I belong to a board on facebook that talks about Self-Care.  Someone suggested that  maybe some of our "self-care" techniques were about avoidance rather than really taking care of ourselves emotionally.  I can see where some of the time, my running away from something (especially when I'm really upset) can be seen and felt as avoidance.  But inevitably, I calm down and settle in and my mind comes to some kind of peace or learns some kind of lesson.  As a child, I was not so self-aware to understand the lessons that might be coming at me.  But as an adult with some wisdom under my belt, I am pretty open to listening to my intuition and being open to metaphors in life.

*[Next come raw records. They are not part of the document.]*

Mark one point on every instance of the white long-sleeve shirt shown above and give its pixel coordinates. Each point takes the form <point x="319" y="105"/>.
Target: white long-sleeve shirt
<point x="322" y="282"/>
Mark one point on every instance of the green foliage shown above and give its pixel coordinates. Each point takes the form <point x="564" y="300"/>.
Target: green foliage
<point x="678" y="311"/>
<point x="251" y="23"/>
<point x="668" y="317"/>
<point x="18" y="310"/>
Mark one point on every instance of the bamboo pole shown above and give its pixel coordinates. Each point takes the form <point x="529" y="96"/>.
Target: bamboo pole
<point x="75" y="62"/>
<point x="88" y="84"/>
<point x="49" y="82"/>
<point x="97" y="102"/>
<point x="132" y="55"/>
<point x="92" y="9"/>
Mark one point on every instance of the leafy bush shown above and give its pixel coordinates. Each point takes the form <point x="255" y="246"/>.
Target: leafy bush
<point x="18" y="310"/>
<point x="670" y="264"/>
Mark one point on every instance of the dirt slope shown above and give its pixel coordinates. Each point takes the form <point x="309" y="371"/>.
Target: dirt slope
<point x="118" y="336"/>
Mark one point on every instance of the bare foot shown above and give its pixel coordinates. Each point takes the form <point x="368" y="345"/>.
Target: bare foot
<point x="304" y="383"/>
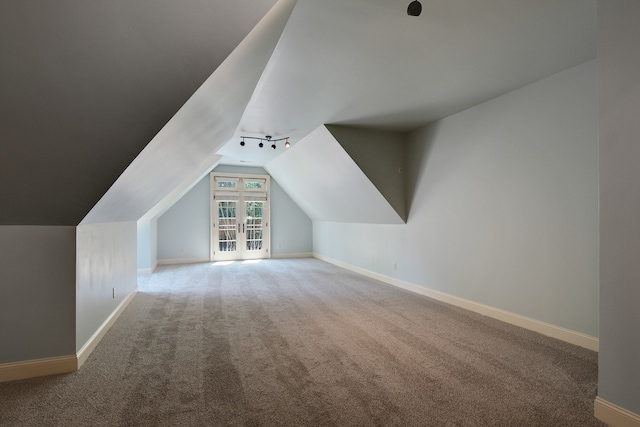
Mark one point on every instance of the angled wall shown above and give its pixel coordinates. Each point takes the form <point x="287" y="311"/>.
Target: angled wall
<point x="106" y="260"/>
<point x="619" y="102"/>
<point x="380" y="155"/>
<point x="328" y="185"/>
<point x="503" y="206"/>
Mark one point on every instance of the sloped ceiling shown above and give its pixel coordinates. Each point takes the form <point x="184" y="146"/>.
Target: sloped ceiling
<point x="85" y="85"/>
<point x="328" y="185"/>
<point x="186" y="147"/>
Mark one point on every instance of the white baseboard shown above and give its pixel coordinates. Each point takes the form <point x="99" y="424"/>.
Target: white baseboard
<point x="90" y="345"/>
<point x="63" y="364"/>
<point x="38" y="368"/>
<point x="614" y="415"/>
<point x="182" y="261"/>
<point x="294" y="255"/>
<point x="142" y="271"/>
<point x="547" y="329"/>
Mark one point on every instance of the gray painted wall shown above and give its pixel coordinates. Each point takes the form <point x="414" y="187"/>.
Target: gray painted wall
<point x="147" y="242"/>
<point x="619" y="102"/>
<point x="106" y="258"/>
<point x="504" y="206"/>
<point x="186" y="223"/>
<point x="37" y="292"/>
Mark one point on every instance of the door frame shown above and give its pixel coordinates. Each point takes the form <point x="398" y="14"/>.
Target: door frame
<point x="242" y="193"/>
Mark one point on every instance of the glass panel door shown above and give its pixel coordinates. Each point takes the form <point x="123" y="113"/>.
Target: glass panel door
<point x="240" y="217"/>
<point x="227" y="226"/>
<point x="254" y="225"/>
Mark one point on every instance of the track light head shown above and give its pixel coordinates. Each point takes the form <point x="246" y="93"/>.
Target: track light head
<point x="414" y="9"/>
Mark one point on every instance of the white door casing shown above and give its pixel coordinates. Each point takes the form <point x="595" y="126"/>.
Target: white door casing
<point x="239" y="217"/>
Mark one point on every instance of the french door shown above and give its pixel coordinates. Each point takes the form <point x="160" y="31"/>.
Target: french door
<point x="239" y="217"/>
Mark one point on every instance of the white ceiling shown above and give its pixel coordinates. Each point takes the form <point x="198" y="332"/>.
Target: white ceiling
<point x="353" y="62"/>
<point x="366" y="63"/>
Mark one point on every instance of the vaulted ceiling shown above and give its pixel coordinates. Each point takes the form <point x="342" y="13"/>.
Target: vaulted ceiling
<point x="87" y="87"/>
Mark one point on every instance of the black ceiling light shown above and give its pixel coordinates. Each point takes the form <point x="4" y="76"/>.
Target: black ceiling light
<point x="414" y="9"/>
<point x="267" y="139"/>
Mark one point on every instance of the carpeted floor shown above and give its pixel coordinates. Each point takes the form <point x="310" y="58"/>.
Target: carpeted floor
<point x="304" y="343"/>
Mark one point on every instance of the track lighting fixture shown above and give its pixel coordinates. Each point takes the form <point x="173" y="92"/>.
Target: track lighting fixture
<point x="414" y="9"/>
<point x="268" y="139"/>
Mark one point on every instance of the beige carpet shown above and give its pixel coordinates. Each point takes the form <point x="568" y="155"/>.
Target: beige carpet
<point x="304" y="343"/>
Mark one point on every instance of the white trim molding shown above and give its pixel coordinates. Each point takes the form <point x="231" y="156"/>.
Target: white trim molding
<point x="90" y="345"/>
<point x="547" y="329"/>
<point x="63" y="364"/>
<point x="182" y="261"/>
<point x="294" y="255"/>
<point x="38" y="368"/>
<point x="143" y="271"/>
<point x="614" y="415"/>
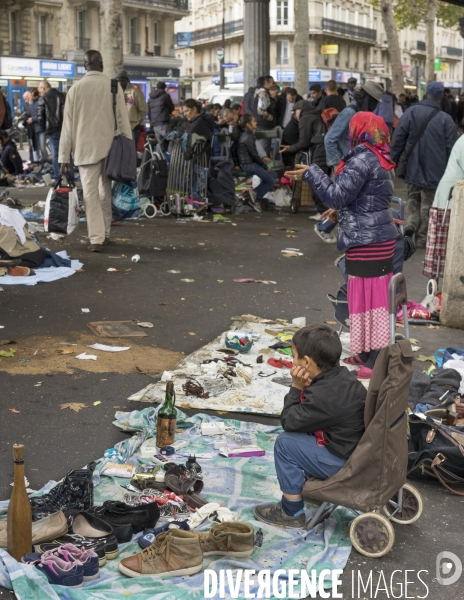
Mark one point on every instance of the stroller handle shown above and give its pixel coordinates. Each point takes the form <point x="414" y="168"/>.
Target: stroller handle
<point x="398" y="281"/>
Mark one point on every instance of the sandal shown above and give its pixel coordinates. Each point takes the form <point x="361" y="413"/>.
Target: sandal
<point x="354" y="361"/>
<point x="179" y="480"/>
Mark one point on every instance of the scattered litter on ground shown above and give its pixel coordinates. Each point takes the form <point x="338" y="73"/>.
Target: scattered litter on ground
<point x="116" y="329"/>
<point x="105" y="348"/>
<point x="85" y="356"/>
<point x="75" y="406"/>
<point x="8" y="353"/>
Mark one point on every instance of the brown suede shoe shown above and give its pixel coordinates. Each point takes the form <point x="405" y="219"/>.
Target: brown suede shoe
<point x="173" y="553"/>
<point x="228" y="539"/>
<point x="44" y="530"/>
<point x="20" y="271"/>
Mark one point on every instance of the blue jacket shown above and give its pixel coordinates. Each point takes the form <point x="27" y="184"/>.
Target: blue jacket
<point x="362" y="196"/>
<point x="429" y="158"/>
<point x="336" y="140"/>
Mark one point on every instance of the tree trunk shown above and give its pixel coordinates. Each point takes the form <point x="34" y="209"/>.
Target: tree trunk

This week has been a very emotional week for me.  There have been lots of "little black bags" for me to open and dig through and explore.  It has been difficult.  I am so grateful that Tracy gave me my birthday present (my bike) early and I have been able to get on the bike and ride.  The other day, I took my bike to the greenbelt to ride.  I needed a bit of self-care, but really, I wanted to just get on my bike and feel freedom.  I wanted to see the Boise River Flooding and I wanted to just be out in the beautiful nature that surrounds me.  It is so different than the concrete jungle I grew up in.  The rain finally let up that morning and I took my bike to the greenbelt.

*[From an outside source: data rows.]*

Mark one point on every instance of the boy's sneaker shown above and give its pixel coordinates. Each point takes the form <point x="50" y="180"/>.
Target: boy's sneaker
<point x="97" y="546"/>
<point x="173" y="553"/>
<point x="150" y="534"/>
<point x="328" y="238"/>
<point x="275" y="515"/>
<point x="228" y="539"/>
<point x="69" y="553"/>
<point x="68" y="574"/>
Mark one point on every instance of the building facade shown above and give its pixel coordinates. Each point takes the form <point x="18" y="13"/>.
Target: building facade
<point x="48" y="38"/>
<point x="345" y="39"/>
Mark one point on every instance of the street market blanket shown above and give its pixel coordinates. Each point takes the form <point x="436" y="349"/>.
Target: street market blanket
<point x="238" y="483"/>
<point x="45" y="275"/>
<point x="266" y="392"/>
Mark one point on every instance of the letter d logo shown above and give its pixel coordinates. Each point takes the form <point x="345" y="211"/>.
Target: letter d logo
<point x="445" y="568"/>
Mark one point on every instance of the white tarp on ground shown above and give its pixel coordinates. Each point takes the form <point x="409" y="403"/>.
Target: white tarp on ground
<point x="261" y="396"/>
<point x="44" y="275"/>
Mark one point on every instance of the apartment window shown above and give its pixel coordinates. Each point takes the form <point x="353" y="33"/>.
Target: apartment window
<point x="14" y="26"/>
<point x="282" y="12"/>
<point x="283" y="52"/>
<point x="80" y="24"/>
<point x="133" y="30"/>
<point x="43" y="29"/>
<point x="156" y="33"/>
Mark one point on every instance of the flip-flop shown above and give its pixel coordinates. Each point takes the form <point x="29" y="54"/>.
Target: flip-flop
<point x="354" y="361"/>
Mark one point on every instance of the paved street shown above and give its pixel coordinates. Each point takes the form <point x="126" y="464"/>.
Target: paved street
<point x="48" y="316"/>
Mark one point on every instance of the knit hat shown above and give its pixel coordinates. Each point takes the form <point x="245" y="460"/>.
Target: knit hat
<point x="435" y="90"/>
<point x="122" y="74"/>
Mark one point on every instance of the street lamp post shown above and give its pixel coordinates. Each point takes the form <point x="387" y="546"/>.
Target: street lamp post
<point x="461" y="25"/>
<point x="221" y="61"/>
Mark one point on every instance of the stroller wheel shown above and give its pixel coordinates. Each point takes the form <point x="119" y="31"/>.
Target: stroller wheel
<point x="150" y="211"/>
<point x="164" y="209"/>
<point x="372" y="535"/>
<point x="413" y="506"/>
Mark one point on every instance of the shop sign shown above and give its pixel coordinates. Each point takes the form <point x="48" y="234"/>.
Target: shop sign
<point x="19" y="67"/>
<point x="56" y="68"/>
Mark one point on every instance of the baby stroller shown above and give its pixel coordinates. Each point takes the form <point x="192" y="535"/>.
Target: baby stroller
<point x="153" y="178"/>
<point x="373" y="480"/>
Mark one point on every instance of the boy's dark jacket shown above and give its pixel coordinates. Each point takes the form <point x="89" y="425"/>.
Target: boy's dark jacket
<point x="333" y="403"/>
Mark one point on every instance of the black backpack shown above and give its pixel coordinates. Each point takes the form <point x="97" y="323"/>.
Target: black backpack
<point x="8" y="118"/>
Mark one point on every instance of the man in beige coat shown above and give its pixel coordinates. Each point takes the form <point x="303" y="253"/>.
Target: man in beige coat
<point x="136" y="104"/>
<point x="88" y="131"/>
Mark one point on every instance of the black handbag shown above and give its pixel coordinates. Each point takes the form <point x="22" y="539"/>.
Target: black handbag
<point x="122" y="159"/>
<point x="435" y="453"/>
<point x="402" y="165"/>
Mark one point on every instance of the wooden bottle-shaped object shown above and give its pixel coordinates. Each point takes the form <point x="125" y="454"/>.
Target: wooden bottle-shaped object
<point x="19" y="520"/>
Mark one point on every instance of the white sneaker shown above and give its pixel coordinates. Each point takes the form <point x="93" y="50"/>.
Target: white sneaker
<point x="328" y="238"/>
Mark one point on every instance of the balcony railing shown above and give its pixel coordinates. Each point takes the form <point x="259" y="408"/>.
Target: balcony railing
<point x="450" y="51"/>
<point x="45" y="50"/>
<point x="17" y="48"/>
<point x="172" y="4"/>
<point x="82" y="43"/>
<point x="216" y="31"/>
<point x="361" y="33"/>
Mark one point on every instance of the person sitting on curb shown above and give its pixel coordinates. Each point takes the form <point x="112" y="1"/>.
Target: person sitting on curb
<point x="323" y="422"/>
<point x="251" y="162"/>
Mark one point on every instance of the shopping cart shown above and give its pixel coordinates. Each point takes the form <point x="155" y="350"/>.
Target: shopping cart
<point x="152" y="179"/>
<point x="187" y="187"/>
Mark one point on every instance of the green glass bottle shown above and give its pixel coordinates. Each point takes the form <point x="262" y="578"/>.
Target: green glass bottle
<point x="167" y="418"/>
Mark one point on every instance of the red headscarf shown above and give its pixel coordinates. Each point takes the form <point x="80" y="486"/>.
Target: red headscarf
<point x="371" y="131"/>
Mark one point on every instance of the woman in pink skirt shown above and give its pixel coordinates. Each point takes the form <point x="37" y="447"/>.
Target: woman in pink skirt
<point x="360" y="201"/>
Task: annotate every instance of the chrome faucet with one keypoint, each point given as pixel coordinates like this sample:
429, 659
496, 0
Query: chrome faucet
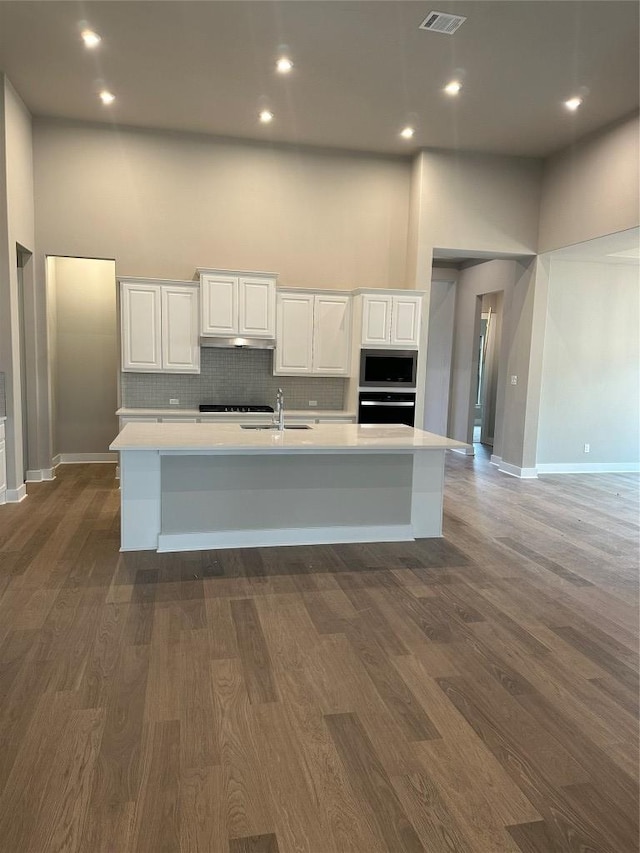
278, 415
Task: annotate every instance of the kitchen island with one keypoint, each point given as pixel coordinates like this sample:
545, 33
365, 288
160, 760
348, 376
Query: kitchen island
198, 486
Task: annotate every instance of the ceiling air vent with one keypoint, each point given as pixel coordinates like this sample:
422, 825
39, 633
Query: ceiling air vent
441, 22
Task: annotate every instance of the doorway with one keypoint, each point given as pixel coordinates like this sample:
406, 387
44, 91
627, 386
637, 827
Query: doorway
81, 294
23, 256
488, 335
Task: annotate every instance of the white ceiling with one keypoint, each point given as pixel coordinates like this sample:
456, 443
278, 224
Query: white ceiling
623, 247
362, 69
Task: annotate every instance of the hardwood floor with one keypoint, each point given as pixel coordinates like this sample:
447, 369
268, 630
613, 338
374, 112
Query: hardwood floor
475, 693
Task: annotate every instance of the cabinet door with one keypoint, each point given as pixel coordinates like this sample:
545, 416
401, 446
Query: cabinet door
180, 332
405, 320
331, 335
257, 307
294, 345
376, 319
141, 327
219, 305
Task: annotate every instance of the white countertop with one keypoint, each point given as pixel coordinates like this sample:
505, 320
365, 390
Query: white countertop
321, 438
174, 412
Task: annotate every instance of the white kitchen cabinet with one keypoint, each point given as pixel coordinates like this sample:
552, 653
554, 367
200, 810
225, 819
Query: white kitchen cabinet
391, 320
180, 329
159, 326
294, 338
313, 334
331, 334
3, 466
237, 304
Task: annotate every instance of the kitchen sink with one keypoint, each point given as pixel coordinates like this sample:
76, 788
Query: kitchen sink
271, 426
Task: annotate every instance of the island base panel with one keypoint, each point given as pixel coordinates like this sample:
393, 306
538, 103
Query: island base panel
194, 502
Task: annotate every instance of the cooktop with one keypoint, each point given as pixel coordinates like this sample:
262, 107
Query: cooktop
224, 407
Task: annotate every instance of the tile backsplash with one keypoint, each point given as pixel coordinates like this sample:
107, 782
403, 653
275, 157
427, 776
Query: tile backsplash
230, 376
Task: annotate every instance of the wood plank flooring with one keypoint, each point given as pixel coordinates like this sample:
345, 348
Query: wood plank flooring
474, 693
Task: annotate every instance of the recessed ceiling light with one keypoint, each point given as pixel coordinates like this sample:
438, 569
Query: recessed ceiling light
284, 65
573, 103
90, 38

Time after time I came across signs and blockades that said "path closed" or "detour" or "caution".  The Boise River was flooding and taking out paths. But I wanted to SEE it for myself.  So I went beyond the cautions signs.  And yes, sometimes I was very cautious because I could see where the greenbelt had broken off into the river, and it is a possibility that it could continue doing so as I walked across it.  But I saw the warning signs and I kept going.  I'm glad I did.  I was able to go for about a mile or so before I came across fast and deep (ish) looking water going across the path.  I decided that I was not stupid, and I turned around and went back the other direction.  Again, I carefully rode by that broken part of the path and I made it safely.

Sometimes I could see just beyond the sign that the water was too much and I really can't get beyond the signs.  But then there were other times, where I could not see the immediate danger.

That is where the real lesson comes in.........

So I came across a blockade.  It said, "Path closed".  Presumably, it was closed because of flooding over the path.  But I could not see any water.  So with caution, I proceeded.  Interestingly enough, I arrived at the other end of this blockade and it, too, had a sign that said, "Path Closed".    But I had just gone from point A to point B with absolutely no issues whatsoever.  It is clear and safe now.  What happened?  Well, at some point, that part of the path had been flooded and dangerous, and the park's crew wanted to keep us safe so they put up signs to tell us it's closed and not go any further.  Then, the conditions changed.  The water dried up.  It's safe again.  But those warning signs are still there.  Those "path closed" signs could have had me turning away.. stopping in my tracks.. giving up and going back the way I came.. or just finding a different way around.

That is just like life.  Sometimes, something "bad" comes along and hurts us.  In order to protect ourselves, we put up little blockades that say, "Caution, going beyond this could be harmful and painful.  Maybe you should turn away or find a different way around."  Sometimes those signs are very valid and on point.  And sometimes those signs are just "out dated" and need to be questioned.  Sometimes you need to come up to that sign, read it, feel the caution and keep moving through it.  While you are moving through it, you have a choice... you can stay guarded and always on edge (which is emotionally draining and causes unneeded drama) or you can enjoy the safe journey and the beauty that surrounds you and just deal with any issues that come up WHEN they appear.. not before.. because as I found on my bike ride, that danger just might not be there anymore; the caution signs just haven't been removed yet.